CORRUPTION: Sidespouts
Last week the Senate's drilling into the Oil Scandal, having slipped momentarily from the firm, legalistic hand of Inquisitor Walsh, emitted several brief sidespouts more spectacularly stupid than significant.
The slip began last fortnight when Inquisitor Walsh let boyish Senator Nye go to Chicago to investigate what might be new evidence. Since Senator Nye is Chairman of the Senate Committee on Public Lands, which is charged with the investigation, it was logical to entrust him with the errand. That it was unfortunate soon became apparent. The importance of his mission overcame him and he returned hinting breathlessly that his findings involved "a name that it would be criminal to mention until further investigation." The name of Warren Gamaliel Harding soon leaked out. The Committee was reviewing the sale in 1923 of President Harding's Marion Star for a surprising price. No bonds traceable to Harry Ford Sinclair were discovered in these records, however. Inquisitor Walsh deplored his young colleague's prematurity.
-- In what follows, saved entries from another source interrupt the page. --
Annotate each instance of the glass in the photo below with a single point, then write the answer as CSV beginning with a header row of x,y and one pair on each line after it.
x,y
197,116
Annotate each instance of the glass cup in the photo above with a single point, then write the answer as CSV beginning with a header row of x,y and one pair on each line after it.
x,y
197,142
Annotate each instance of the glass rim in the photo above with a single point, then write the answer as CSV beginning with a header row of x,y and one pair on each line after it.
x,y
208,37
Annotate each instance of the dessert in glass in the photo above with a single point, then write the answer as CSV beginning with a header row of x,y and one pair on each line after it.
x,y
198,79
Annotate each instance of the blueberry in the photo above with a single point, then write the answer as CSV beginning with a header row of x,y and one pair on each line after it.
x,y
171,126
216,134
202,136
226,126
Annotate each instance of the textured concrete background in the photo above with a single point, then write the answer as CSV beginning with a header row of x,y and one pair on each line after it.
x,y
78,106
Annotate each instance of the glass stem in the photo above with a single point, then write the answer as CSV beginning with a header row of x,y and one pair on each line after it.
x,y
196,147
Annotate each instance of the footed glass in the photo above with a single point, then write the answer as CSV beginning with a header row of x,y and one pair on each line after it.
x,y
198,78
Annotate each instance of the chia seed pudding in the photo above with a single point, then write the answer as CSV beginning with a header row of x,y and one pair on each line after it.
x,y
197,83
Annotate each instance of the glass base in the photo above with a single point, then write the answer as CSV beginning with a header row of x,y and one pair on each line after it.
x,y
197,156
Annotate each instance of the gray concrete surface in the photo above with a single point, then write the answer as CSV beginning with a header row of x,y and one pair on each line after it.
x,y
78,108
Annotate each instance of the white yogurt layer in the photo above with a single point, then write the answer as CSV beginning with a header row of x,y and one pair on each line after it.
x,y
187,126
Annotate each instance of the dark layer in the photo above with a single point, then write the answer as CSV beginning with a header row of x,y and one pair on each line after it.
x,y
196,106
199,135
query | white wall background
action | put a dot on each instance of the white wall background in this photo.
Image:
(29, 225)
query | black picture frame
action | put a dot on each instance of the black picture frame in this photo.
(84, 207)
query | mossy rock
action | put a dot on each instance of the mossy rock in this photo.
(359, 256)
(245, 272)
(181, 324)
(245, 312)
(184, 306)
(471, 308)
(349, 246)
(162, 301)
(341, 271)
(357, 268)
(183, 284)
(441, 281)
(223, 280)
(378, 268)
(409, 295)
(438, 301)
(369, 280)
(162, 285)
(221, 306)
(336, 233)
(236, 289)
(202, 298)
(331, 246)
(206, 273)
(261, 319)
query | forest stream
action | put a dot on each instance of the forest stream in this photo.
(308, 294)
Also due to Senator Nye, the name of Justice Frederick Lincoln Siddons of the Supreme Court of the District of Columbia, by whom Sinclair was lately tried and sentenced for contempt of court, was momentarily dragged into the case, then dropped when a mysterious package of '"bonds" turned out to be Christmas cards. The spirit of error spread. In the Senate, the Republican Robinson, from politically malodorous Indiana, arose and inquired if Harry F. Sinclair had not been a New York State horse-race commissioner from 1922 to 1925. Senator Nye jumped up and volunteered that it was his "understanding" that Sinclair had been "a very liberal contributor ... in the campaign of 1920 at which Governor Smith was elected."
Inquisitor Walsh interrupted his young colleague and asked if he knew whereof he spoke. Senator Nye retorted that he did. Inquisitor Walsh, looking puzzled, sat down. Indiana's Robinson, delighted, proceeded to impugn Governor Smith and asked that he be hailed before the inquisitors. Inquisitor Walsh hastened to promise that no such action would be taken and to deplore the aspersions on Governor Smith's reputation.
The basis of Senator Nye's "understanding" about a Smith-Sinclair relation turned out to be a letter he had just received from a casual Manhattan newsgatherer, one Charles T. White, who was forthwith discharged by his employers on the Republican New York Herald-Tribune. Records showed that Sinclair had never contributed to a Smith campaign fund, though in 1918 he gave $1,000 to New York County Democrats. In 1920, four years before the Oil Scandals broke, Governor Smith made Sinclair a racing commissioner with a five-year term. In the 1920 campaign Smith lost. These facts Governor Smith brought out in a blistering letter to Senator Nye, to whom and to Senator Robinson he wished "public humiliation" for reckless statements, "demagogic slander," "infamous insinuations," "outrageous conduct."